Jacob Hagenmaier, a concurrent third-year veterinary medicine and doctoral student in the College of Veterinary Medicine at Kansas State University, is the recipient of the American Association of Bovine Practitioners' Bovine Student Recognition Award.
Sponsored by Merck Animal Health, the award was presented recently at the association's annual conference in Albuquerque, New Mexico. In addition to being one of 15 students from across the nation to be recognized, Hagenmaier received a $5,000 scholarship and an all-expenses-paid trip to attend the conference.

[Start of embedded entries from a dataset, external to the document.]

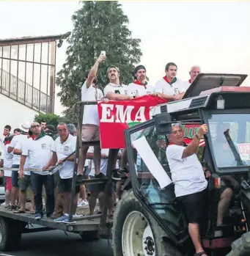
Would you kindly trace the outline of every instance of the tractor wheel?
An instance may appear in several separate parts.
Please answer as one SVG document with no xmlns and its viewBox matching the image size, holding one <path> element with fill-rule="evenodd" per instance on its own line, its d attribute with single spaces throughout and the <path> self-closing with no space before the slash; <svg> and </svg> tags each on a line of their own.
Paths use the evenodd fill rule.
<svg viewBox="0 0 250 256">
<path fill-rule="evenodd" d="M 165 235 L 166 236 L 166 235 Z M 182 256 L 163 241 L 164 232 L 132 190 L 118 202 L 112 229 L 114 256 Z"/>
<path fill-rule="evenodd" d="M 243 234 L 240 238 L 232 244 L 232 251 L 227 256 L 250 255 L 250 232 Z"/>
</svg>

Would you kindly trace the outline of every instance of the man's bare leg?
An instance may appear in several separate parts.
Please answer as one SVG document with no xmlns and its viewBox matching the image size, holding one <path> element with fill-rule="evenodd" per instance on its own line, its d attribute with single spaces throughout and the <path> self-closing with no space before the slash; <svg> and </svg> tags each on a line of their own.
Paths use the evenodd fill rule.
<svg viewBox="0 0 250 256">
<path fill-rule="evenodd" d="M 227 211 L 233 191 L 230 188 L 226 189 L 221 195 L 221 200 L 218 204 L 218 213 L 217 213 L 217 226 L 221 226 L 223 224 L 223 219 Z"/>
<path fill-rule="evenodd" d="M 196 253 L 204 252 L 199 236 L 199 229 L 198 223 L 188 224 L 188 233 L 192 239 Z M 204 253 L 202 256 L 207 256 Z"/>
<path fill-rule="evenodd" d="M 100 175 L 100 147 L 94 147 L 94 166 L 95 175 Z M 84 161 L 85 162 L 85 161 Z"/>
</svg>

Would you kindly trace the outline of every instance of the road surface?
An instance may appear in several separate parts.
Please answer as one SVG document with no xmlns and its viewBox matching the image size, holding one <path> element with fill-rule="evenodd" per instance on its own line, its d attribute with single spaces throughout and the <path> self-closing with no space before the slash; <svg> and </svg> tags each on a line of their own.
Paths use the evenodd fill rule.
<svg viewBox="0 0 250 256">
<path fill-rule="evenodd" d="M 108 240 L 83 242 L 79 235 L 53 230 L 23 234 L 18 252 L 0 252 L 0 256 L 113 256 Z"/>
</svg>

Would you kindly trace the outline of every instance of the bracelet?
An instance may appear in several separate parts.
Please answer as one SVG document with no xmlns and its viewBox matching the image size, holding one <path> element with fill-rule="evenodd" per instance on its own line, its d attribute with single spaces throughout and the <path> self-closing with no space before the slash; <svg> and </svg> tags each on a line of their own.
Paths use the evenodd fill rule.
<svg viewBox="0 0 250 256">
<path fill-rule="evenodd" d="M 199 138 L 199 137 L 198 137 L 198 135 L 197 135 L 197 134 L 195 134 L 195 136 L 196 136 L 198 139 L 201 139 L 201 138 Z"/>
</svg>

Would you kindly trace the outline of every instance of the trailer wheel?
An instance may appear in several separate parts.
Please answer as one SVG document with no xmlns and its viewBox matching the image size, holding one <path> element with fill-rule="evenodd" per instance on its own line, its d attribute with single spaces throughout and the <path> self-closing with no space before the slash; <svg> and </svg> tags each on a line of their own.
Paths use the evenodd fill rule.
<svg viewBox="0 0 250 256">
<path fill-rule="evenodd" d="M 91 241 L 100 239 L 98 230 L 84 231 L 80 233 L 80 236 L 84 242 L 90 242 Z"/>
<path fill-rule="evenodd" d="M 19 223 L 12 221 L 0 217 L 0 251 L 14 251 L 21 245 L 21 232 Z"/>
<path fill-rule="evenodd" d="M 112 229 L 114 256 L 182 256 L 135 197 L 132 190 L 118 202 Z"/>
<path fill-rule="evenodd" d="M 227 256 L 250 255 L 250 232 L 243 234 L 240 238 L 232 244 L 232 251 Z"/>
</svg>

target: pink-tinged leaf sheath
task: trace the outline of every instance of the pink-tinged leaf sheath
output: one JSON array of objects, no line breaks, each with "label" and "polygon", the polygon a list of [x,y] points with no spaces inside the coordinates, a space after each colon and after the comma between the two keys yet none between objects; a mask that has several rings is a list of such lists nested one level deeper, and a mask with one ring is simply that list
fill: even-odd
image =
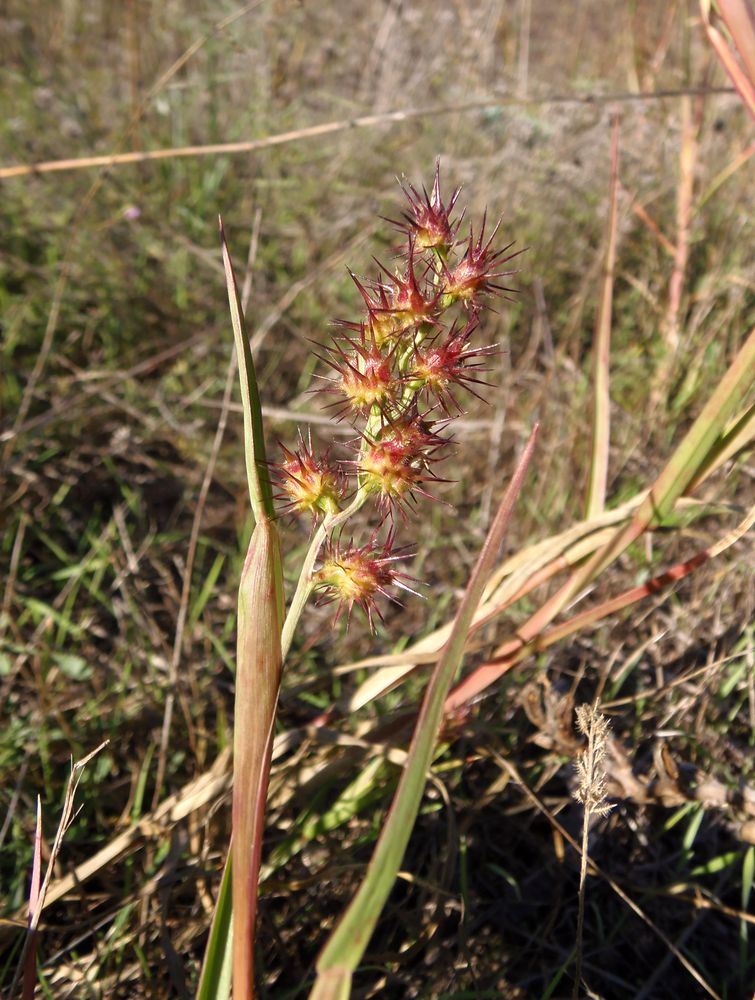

Hagenmaier, Randolph, Kan., is the current treasurer of the university's student chapter of the American Association of Bovine Practitioners, or AABP.
"It is an honor to be chosen by groups as respected as Merck and AABP," he said. "The support they have given me via this scholarship will help tremendously. I have every intention of using this award to give back to the industry and the future of bovine veterinary medicine."
Dan Thomson, Jones professor of production medicine and director of the Beef Cattle Institute at Kansas State University, is Hagenmaier's adviser for his graduate studies.
"Jacob is a humble, hard-working young man who is very deserving of this award," Thomson said. "Awards are not hurdles; they are expectations of great things to come. Jacob will represent our profession, the beef industry and Kansas State University very well in the future."
Hagenmaier's passion for the beef industry started at his family's cow-calf operation in the Flint Hills. He says the values he was raised on — hard work and commitment — easily align with those of others in the industry.
"I have the utmost respect for people within the beef industry and what it means to Kansas," Hagenmaier said. "I saw veterinary medicine as a way to contribute to the sustainability of the beef industry and assist producers in being profitable."
In addition to pursuing a Doctor of Veterinary Medicine degree, Hagenmaier also is in a doctoral program in diagnostic medicine and pathobiology that focuses on the effects of animal husbandry and handling on the performance of late-day finishing cattle. He thinks his work in veterinary medicine and his graduate studies will allow him to make a positive contribution to the public perception of the industry and address misconceptions about production agriculture.
"It is an opportunity to make sure that we as producers are doing things the right way by putting animal health and husbandry at the top of our priorities," he said.
Hagenmaier is grateful for the support from those in the industry as he works toward his goals in beef production medicine.
"I believe I speak for all veterinary students when I say that we are extremely appreciative of groups that invest in student education and the future of the industry," he said.